If your resources are limited, you cannot follow certain goals. If your goal is to compute at least 1000 digits of Chaitin’s constant, sucks to be computable. I think no agent with a polynomial amount of memory can follow a utility function vulnerable to Pascal’s Mugging.
This raises a general issues of how to distinguish an agent that wants X and fails to get it from one that wants to avoid X.
This raises a general issues of how to distinguish an agent that wants X and fails to get it from one that wants to avoid X.
An agent’s purpose is, in principle, quite easy to detect. That is, there are no issues of philosophy, only of practicality. Or to put that another way, it is no longer philosophy, but science, which is what philosophy that works is called.
Here is a program that can read your mind and tell you your purpose!
FWIW, I tried the program. So far it’s batting 0⁄3.
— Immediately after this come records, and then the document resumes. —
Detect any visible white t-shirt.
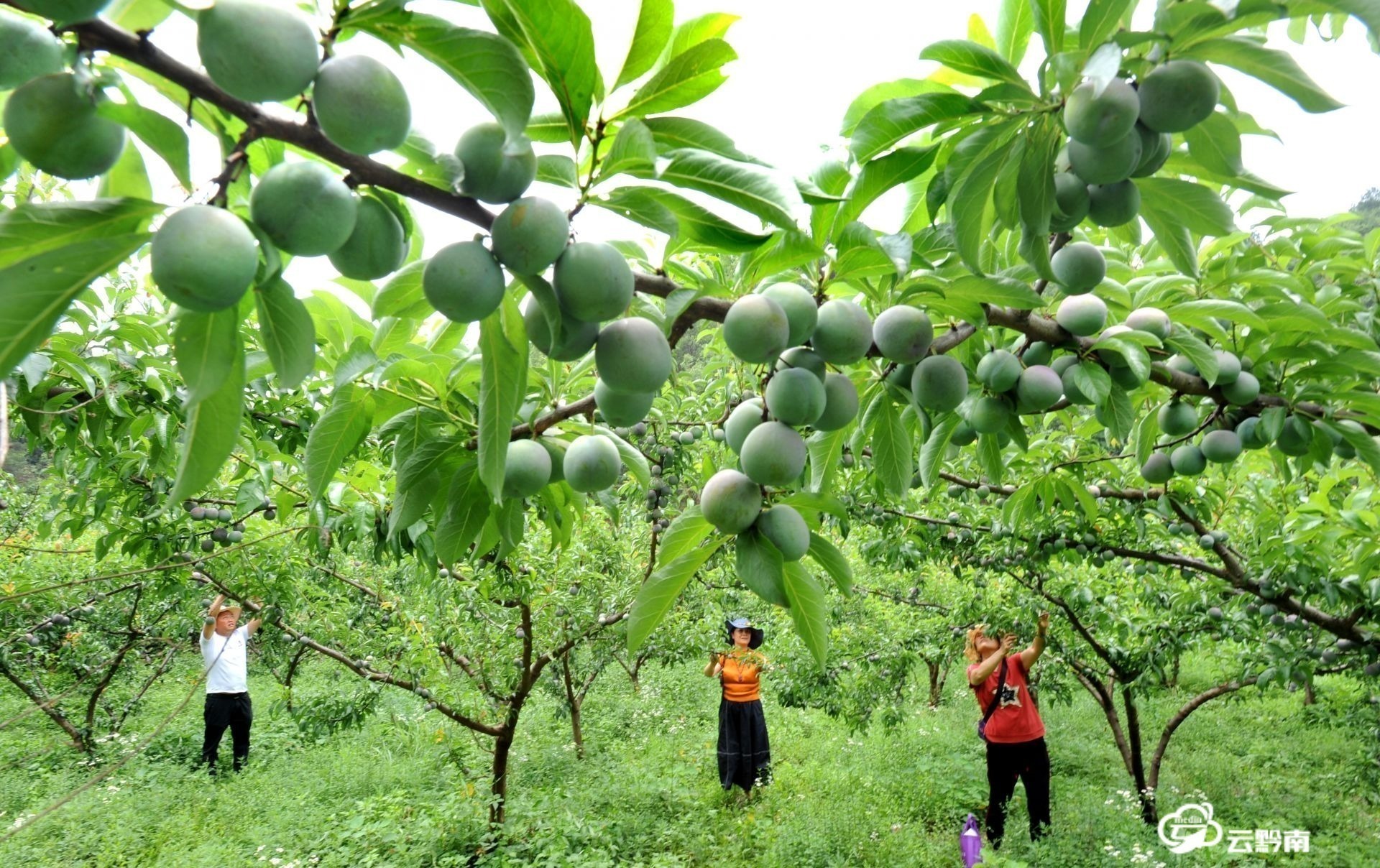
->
[201,625,250,693]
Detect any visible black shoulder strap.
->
[983,657,1006,723]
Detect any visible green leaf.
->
[0,199,164,269]
[977,435,1006,484]
[829,145,939,236]
[254,277,316,389]
[525,112,569,145]
[944,274,1044,310]
[849,93,983,163]
[995,0,1035,65]
[642,116,762,163]
[599,117,657,180]
[595,425,651,489]
[921,412,962,487]
[1179,36,1343,113]
[1164,328,1218,384]
[346,12,535,135]
[1070,361,1113,405]
[479,292,527,504]
[784,560,829,670]
[1029,0,1067,57]
[302,384,374,498]
[806,532,853,596]
[735,529,791,606]
[804,425,849,491]
[1078,0,1133,54]
[657,504,714,564]
[612,0,675,90]
[1184,112,1243,175]
[96,101,192,190]
[388,438,461,535]
[1136,178,1236,236]
[872,400,912,497]
[948,127,1014,274]
[97,139,153,199]
[1140,199,1198,277]
[921,39,1029,90]
[0,231,149,377]
[436,461,492,563]
[666,12,738,58]
[614,39,738,117]
[172,308,240,405]
[589,186,770,252]
[658,149,799,229]
[537,153,579,190]
[1098,389,1136,443]
[167,335,244,505]
[370,259,435,320]
[628,535,729,651]
[482,0,599,145]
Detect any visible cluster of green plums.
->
[1050,61,1221,232]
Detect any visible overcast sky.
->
[139,0,1380,292]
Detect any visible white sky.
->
[132,0,1380,292]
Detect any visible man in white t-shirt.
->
[201,594,259,774]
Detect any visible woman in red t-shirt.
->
[963,611,1050,850]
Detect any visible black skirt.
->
[719,700,771,790]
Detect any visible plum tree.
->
[1064,78,1140,147]
[911,356,967,412]
[699,469,762,534]
[759,283,819,343]
[561,435,622,493]
[492,196,570,274]
[872,305,934,364]
[723,295,791,363]
[4,73,124,180]
[1138,61,1221,132]
[312,54,413,154]
[1049,240,1107,295]
[552,241,632,323]
[194,0,320,102]
[0,0,1380,839]
[328,196,407,280]
[595,316,672,393]
[149,206,258,312]
[456,123,537,204]
[250,160,359,257]
[810,298,872,364]
[423,241,510,321]
[0,9,62,90]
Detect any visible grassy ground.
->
[0,655,1380,868]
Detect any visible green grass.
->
[0,658,1380,868]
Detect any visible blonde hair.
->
[963,624,987,662]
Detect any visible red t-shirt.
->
[967,654,1044,744]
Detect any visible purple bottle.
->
[957,814,983,868]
I think it’s not very well tuned. I’ve seen another version of the demo that was very quick to spot which perception the user was controlling. One reason is that this version tries to make it difficult for a human onlooker to see at once which of the cartoon heads you’re controlling, by keeping the general variability of the motion of each one the same. It may take 10 or 20 seconds for Mr. Burns to show up. And of course, you have to play your part in the demo as well as you can; the point of it is what happens when you do.
I think the correct answer is going to separate different notions of ‘goal’ (I think Aristotle might have done this; someone more erudite than I is welcome to pull that in).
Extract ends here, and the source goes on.